“En Puntas” | Vídeo mostra bailarina dançando na ponta de facas

Matéria publicada no site Fashionatto. E com a honra de ter sido comentado pelo próprio diretor do vídeo, Javier Pérez: “Bello texto sobre mi video!!
Muchas gracias” 😀

Quando “Cisne Negro” chegou aos cinemas, pudemos ver uma nova faceta do ballet pela ótica da personagem Nina, interpretada com maestria por Natalie Portman. A jovem encarnava o medo e a fragilidade que se exigia ao papel de cisne branco, mas também precisava encarnar o oposto: a sensualidade e o perigo do cisne negro. A dualidade entre as características dos cisnes revela a dificuldade técnica em se assumir papéis muito díspares. Mais ainda: traz à tona os limites que, por vezes, o artista ultrapassa para atingir a perfeição.

Sabemos que o ballet exige não somente disciplina, mas sacrifício. A figura da bailarina muitas vezes foi envolta pelo ideário da jovem delicada e pura, com gestos e passos calculados e inocentes. Mas o que o filme “Cisne Negro” prova é que os bastidores e a escalada da bailarina até o momento em que o indescritível acontece – a perfeição dos passos – podem ser mais doentios e insanos do que imaginamos. Só vemos tule, brilho e elegância. A arte pode envolver sacrifícios. E a bailarina é a figura que encarna esse desafio com o próprio corpo.

Após essas considerações, pensemos no significado do vídeo abaixo. Ele foi feito pelo artista basco Javier Pérez. O vídeo nomeado En Puntas traz a bailarina Amélie Ségarra numa situação, no mínimo, perturbadora: ela se equilibra surpreendentemente na ponta de facas afiadas, em cima de um piano. Antes de continuar a leitura desse texto, veja primeiro o vídeo que tem, no máximo, 3 minutos. Vale experimentar por si mesmo.

Exclamações definiriam melhor a impressão que essa performance deixa no espectador. É difícil não se sobressaltar diante da tensão interminável do vídeo. Ela já começa ao ouvirmos a música delicada que sai de uma caixinha de música, segurada por uma única pessoa numa plateia quase fantasmagórica de tão vazia. A bailarina calça as sapatilhas atreladas às facas e se ergue por uma corda.

Aos poucos, já nos vemos inteiramente envolvidos, encarando os pés da bailarina, temerosos. O risco que a faca traça no piano arrepia. Porém, os gritos agudos da bailarina deixam marcas mais intensas do que aqueles riscos. Não dá para distinguir se os gritos são mera ficção e parte do espetáculo ou se ela sente dor e medo de cair. Uma pergunta que ficará sem resposta é quantos ensaios a bailarina teve para, finalmente, ficar na ponta das facas. Ou se ela se arriscou numa única tentativa.

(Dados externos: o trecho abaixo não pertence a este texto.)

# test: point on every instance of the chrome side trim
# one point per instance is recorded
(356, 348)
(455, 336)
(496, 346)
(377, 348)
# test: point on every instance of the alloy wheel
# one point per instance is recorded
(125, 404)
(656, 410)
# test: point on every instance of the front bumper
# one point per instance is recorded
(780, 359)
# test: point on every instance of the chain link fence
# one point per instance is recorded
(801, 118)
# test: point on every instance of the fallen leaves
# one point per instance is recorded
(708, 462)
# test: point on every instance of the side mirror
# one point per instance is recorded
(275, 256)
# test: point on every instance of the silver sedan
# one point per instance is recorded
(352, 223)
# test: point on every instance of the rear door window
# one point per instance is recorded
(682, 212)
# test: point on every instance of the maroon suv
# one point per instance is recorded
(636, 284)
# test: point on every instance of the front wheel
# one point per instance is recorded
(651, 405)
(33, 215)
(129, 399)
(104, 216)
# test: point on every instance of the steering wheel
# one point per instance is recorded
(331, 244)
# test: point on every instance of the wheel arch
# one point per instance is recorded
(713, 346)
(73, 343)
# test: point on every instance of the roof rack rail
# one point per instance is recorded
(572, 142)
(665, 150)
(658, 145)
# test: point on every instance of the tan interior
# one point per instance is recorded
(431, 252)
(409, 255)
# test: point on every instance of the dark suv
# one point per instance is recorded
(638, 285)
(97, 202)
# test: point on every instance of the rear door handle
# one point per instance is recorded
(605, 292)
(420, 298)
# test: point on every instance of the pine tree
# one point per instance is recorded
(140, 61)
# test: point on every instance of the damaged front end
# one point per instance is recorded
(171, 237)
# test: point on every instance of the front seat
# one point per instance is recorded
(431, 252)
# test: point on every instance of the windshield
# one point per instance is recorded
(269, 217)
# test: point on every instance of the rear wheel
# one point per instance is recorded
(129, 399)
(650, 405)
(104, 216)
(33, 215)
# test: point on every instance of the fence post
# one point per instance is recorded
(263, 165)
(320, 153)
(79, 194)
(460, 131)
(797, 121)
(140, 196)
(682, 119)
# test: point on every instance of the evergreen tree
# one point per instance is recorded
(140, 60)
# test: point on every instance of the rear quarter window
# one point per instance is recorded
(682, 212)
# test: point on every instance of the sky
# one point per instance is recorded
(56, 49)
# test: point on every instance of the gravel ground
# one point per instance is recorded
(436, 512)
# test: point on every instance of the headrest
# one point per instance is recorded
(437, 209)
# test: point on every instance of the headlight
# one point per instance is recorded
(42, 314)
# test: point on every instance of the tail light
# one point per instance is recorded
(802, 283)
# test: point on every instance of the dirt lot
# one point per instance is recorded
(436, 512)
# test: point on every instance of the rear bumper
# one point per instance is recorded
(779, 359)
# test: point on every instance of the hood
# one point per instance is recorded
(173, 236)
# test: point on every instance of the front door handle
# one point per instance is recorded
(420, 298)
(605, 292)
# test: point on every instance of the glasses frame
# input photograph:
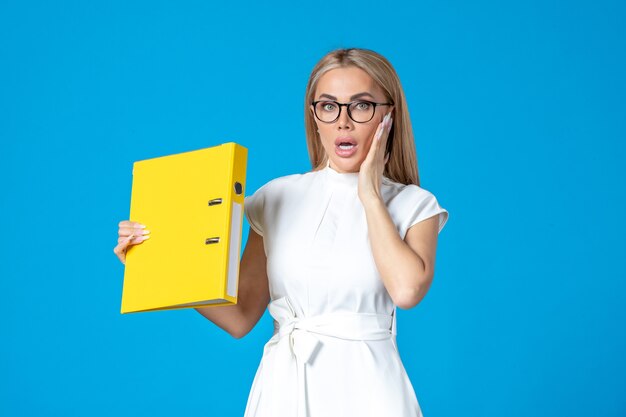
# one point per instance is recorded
(347, 105)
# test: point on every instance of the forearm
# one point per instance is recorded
(229, 318)
(403, 272)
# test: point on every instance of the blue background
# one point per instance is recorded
(519, 116)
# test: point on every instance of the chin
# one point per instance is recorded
(346, 165)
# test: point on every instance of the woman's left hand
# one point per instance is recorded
(372, 168)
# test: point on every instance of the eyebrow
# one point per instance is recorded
(351, 98)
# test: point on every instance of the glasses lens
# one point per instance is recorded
(362, 111)
(326, 111)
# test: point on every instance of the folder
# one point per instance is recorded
(192, 203)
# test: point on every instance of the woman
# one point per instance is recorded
(335, 250)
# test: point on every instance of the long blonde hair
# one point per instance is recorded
(402, 164)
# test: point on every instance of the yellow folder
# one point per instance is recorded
(192, 203)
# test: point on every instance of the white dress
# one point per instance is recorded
(333, 352)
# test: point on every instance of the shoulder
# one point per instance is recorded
(279, 185)
(405, 193)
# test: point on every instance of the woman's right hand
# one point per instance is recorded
(130, 233)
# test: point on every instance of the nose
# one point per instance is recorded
(344, 121)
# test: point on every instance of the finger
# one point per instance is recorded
(134, 240)
(120, 249)
(371, 154)
(127, 231)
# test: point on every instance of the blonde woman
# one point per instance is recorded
(333, 251)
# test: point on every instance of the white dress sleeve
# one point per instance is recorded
(253, 209)
(417, 204)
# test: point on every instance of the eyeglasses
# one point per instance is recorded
(360, 111)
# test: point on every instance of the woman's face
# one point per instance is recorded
(345, 141)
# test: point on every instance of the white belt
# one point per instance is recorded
(305, 343)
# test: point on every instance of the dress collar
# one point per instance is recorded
(350, 179)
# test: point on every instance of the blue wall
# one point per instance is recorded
(519, 115)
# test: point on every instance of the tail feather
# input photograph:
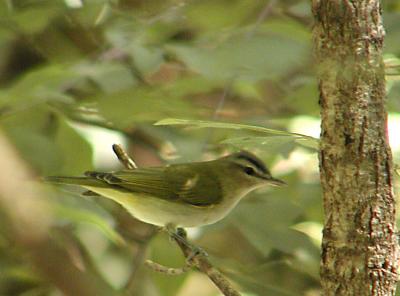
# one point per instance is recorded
(81, 181)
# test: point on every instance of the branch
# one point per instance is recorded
(197, 260)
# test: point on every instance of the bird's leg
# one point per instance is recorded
(180, 236)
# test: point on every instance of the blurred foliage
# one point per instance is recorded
(241, 70)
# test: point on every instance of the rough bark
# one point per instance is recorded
(359, 247)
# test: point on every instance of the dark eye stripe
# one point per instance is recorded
(259, 165)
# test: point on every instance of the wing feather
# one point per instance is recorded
(179, 183)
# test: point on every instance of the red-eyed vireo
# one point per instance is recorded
(182, 195)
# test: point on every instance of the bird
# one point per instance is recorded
(182, 195)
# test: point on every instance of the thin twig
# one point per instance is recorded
(123, 157)
(168, 270)
(198, 260)
(201, 262)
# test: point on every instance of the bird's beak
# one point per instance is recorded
(276, 182)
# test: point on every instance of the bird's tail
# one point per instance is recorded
(81, 181)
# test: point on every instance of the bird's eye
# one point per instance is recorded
(249, 171)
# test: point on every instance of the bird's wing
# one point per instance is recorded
(175, 183)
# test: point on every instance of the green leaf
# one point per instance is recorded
(142, 104)
(74, 149)
(272, 144)
(261, 56)
(80, 215)
(310, 141)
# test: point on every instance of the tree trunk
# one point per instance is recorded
(359, 247)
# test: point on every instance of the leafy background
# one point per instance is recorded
(216, 76)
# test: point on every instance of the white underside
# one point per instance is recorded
(161, 212)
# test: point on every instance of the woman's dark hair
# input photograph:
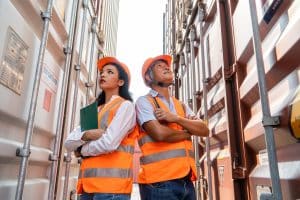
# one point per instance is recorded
(123, 90)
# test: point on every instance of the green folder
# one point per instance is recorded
(89, 117)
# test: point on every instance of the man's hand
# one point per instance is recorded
(93, 134)
(77, 154)
(162, 115)
(192, 117)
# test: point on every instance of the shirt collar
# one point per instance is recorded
(154, 93)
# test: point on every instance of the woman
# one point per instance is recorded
(106, 168)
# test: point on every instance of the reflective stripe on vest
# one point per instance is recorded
(112, 172)
(126, 149)
(144, 140)
(104, 115)
(108, 172)
(147, 139)
(177, 153)
(163, 161)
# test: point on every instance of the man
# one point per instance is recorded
(167, 161)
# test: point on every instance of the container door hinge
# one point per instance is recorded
(239, 173)
(21, 152)
(53, 157)
(270, 121)
(230, 71)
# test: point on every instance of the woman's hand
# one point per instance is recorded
(162, 115)
(93, 134)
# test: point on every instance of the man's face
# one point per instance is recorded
(162, 72)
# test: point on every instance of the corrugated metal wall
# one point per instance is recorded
(237, 147)
(21, 28)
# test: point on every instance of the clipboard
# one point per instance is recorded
(89, 117)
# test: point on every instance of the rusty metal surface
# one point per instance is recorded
(235, 116)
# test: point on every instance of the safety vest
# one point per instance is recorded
(111, 172)
(162, 161)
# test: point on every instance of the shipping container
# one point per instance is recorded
(216, 70)
(21, 38)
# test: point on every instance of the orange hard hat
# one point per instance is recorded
(147, 64)
(108, 60)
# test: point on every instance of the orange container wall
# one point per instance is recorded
(238, 151)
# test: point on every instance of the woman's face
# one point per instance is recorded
(109, 78)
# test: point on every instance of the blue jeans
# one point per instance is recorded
(178, 189)
(104, 196)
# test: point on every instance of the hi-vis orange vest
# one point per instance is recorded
(162, 161)
(112, 172)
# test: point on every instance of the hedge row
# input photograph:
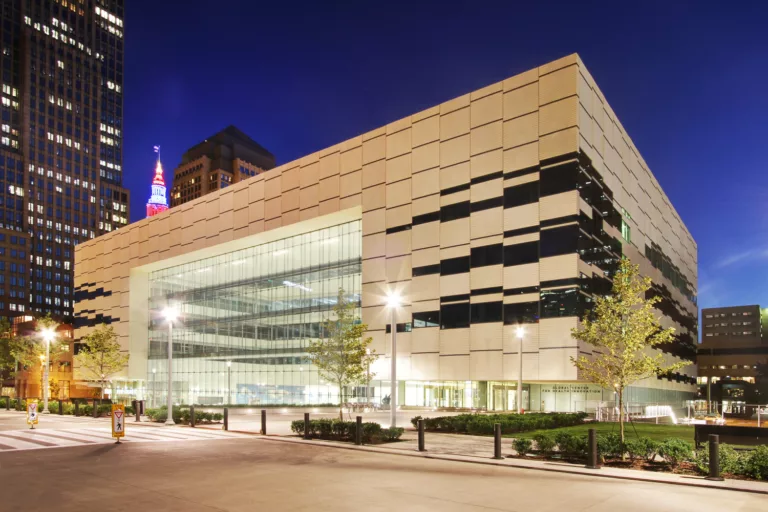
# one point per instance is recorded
(483, 424)
(674, 451)
(183, 415)
(345, 431)
(68, 409)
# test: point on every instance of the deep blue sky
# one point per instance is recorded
(688, 81)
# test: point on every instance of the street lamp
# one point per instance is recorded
(154, 390)
(393, 302)
(229, 382)
(48, 335)
(520, 334)
(170, 315)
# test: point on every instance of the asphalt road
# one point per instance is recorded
(260, 474)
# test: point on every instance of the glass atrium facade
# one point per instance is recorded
(247, 316)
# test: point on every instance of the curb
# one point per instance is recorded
(701, 483)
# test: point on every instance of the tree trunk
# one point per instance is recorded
(621, 418)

Aos poucos, os passos que antes eram extremamente pesados se tornam mais leves e seguros, mas ainda definidos pela dor e pelo grito. O curioso é ver que a bailarina, por vezes, parece brincar com a nossa tensão, ampliando os riscos no piano a fim de esperar pela nossa reação. Ela não ouve, não vê ninguém. Não há crítica na plateia. A brincadeira se dá entre ela e o próprio corpo, mas nós, espectadores, somos quase a consciência da bailarina, que gosta de provar para si mesma (e para nós) o que ela pode fazer diante desse desafio.

A bailarina finaliza a performance sem aplausos. O que isso nos leva a pensar? A apresentação não deixa de ser uma bela metáfora de todos os anos de ensaio e aperfeiçoamento da artista. A plateia tem acesso ao produto final. Na verdade, o que não vemos são esses passos titubeantes no início de carreira e nem a dor intensa que as sapatilhas provocam sempre. Logo, as sapatilhas – e as facas, nessa apresentação – tornam-se parte do corpo da bailarina. Elas são a expressão de seu sacrifício e de sua arte.

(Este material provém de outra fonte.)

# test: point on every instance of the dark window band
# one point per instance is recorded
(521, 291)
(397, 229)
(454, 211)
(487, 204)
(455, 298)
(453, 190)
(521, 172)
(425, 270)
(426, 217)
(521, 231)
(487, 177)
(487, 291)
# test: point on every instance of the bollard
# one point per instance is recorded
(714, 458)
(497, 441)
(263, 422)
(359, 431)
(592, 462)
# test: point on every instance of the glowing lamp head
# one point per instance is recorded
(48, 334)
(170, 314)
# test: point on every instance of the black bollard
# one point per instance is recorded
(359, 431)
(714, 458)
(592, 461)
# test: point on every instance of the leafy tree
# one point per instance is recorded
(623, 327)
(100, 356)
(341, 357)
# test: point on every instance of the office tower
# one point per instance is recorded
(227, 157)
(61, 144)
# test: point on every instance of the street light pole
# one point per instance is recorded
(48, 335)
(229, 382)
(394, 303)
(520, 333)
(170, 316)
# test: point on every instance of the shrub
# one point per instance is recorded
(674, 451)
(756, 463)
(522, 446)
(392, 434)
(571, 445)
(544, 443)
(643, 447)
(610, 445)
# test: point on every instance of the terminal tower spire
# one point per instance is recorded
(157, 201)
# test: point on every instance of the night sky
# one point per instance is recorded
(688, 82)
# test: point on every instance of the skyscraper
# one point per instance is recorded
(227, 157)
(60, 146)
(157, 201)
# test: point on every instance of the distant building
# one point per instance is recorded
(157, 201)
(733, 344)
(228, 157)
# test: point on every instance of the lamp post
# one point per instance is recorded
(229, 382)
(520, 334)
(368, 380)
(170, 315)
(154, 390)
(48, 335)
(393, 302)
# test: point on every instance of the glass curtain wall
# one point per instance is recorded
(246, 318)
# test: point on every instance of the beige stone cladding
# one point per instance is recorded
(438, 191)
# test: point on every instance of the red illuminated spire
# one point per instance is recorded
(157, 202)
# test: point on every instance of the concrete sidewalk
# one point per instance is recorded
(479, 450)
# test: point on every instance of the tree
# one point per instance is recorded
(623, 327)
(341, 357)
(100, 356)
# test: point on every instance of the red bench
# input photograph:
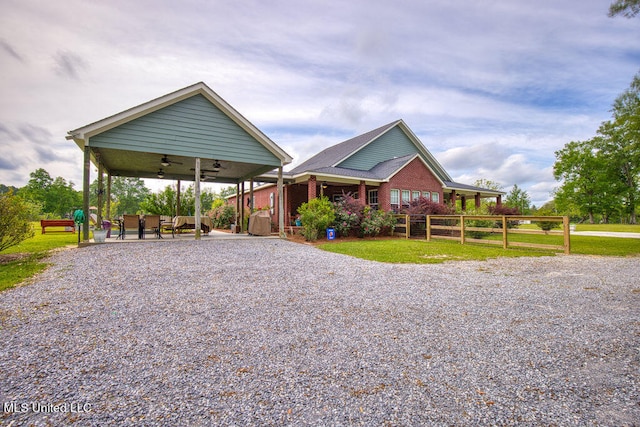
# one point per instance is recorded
(44, 223)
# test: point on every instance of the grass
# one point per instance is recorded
(422, 252)
(32, 250)
(619, 228)
(437, 251)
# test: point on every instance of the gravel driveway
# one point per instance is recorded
(270, 332)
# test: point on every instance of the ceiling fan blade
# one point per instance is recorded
(166, 162)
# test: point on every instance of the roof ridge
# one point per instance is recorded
(336, 153)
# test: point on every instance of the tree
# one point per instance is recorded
(127, 193)
(14, 221)
(578, 164)
(601, 176)
(316, 215)
(55, 197)
(5, 189)
(518, 199)
(628, 8)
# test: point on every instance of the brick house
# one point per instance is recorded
(384, 168)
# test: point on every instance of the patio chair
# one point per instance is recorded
(166, 225)
(152, 223)
(131, 222)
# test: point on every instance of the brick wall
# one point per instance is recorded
(416, 177)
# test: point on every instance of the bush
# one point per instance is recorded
(505, 210)
(348, 213)
(14, 221)
(547, 225)
(424, 206)
(316, 215)
(222, 216)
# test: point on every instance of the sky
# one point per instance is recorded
(492, 88)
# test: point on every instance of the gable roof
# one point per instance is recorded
(330, 157)
(329, 160)
(82, 134)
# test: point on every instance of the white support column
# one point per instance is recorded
(242, 230)
(283, 235)
(86, 179)
(100, 193)
(197, 196)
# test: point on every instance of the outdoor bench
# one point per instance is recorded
(44, 223)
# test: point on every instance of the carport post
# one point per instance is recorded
(85, 190)
(197, 196)
(241, 198)
(283, 235)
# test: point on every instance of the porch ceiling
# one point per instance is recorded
(147, 165)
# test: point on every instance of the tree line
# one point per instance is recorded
(600, 177)
(48, 197)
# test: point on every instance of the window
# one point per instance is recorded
(373, 198)
(394, 197)
(405, 198)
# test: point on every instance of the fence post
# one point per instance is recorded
(567, 235)
(505, 243)
(407, 220)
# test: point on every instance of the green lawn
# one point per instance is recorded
(620, 228)
(36, 248)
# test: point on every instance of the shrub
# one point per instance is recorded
(505, 210)
(316, 215)
(14, 221)
(424, 206)
(222, 216)
(546, 225)
(348, 213)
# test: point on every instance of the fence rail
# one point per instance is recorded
(463, 228)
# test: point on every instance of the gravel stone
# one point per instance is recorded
(262, 332)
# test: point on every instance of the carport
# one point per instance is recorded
(188, 135)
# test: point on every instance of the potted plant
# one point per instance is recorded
(99, 235)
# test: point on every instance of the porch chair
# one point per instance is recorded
(166, 224)
(130, 222)
(152, 223)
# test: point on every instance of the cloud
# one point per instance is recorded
(491, 88)
(8, 49)
(69, 65)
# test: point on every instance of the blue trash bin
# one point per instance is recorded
(331, 234)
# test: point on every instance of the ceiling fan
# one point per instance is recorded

O vídeo mexe com nossos sentidos. Ele quebra com a perspectiva que temos do ballet como uma expressão delicada do corpo. Ele é brusco, violento também. Colocar a bailarina numa situação-limite não chega a estar desvinculado de cada ensaio que é ultrapassado por ela durante a sua vida. Obviamente, as dores sentidas com as sapatilhas deixam marcas como os riscos no piano. E são acompanhados pelos gritos que, incrivelmente, continuam a soar na mente do espectador após o final da performance. Talvez sejamos a verdadeira plateia da bailarina. O aplauso seria vazio para tamanha entrega. O silêncio nos deixa atônitos e marca o último passo da perfeição.